Lead Data Engineer
Job Summary
We are seeking an experienced and highly skilled Lead Data Engineer to drive the design, development, and delivery of enterprise-scale data platforms and modern data engineering solutions. The ideal candidate will possess deep expertise in Apache Spark, Scala, Databricks, AWS, and modern Lakehouse architectures, with a strong focus on building scalable, resilient, and high-performance data ecosystems.
This role requires hands-on technical leadership in developing metadata-driven data platforms, implementing Databricks Medallion Architecture, optimizing distributed data processing workloads, and establishing robust governance frameworks using Unity Catalog. The candidate should demonstrate strong expertise in Spark/Scala development, distributed systems troubleshooting, and enterprise data integration, while leading cross-functional teams to deliver business-critical data solutions.
Key Responsibilities
- Lead end-to-end delivery of large-scale data engineering initiatives, ensuring high-quality and timely outcomes.
- Architect, design, and implement scalable, cloud-native data platforms using Databricks, Apache Spark (Scala), and AWS services.
- Develop and maintain Bronze, Silver, and Gold layer implementations following Databricks Medallion Architecture best practices.
- Design and build high-performance batch and streaming data pipelines with strong emphasis on scalability, reliability, and maintainability.
- Drive Spark performance tuning and optimization, including query optimization, partitioning strategies, memory management, and cluster utilization.

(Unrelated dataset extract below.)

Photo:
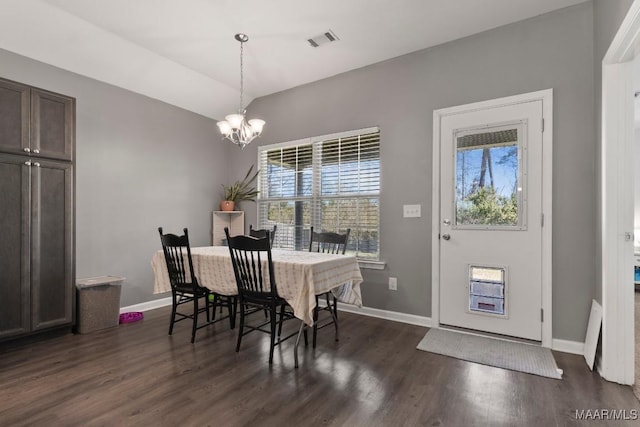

- Develop and enhance metadata-driven ingestion and processing frameworks to accelerate data onboarding and improve operational efficiency.
- Lead implementation of Change Data Capture (CDC) solutions while addressing complex CDC edge cases, late-arriving data, and data reconciliation challenges.
- Design robust ingestion frameworks to handle sparse column structures, schema evolution, and dynamic data patterns.
- Establish and enforce data governance, security, and compliance standards through Unity Catalog and enterprise data management practices.
- Design and implement secure cross-account AWS integrations for data sharing, access management, and multi-account architectures.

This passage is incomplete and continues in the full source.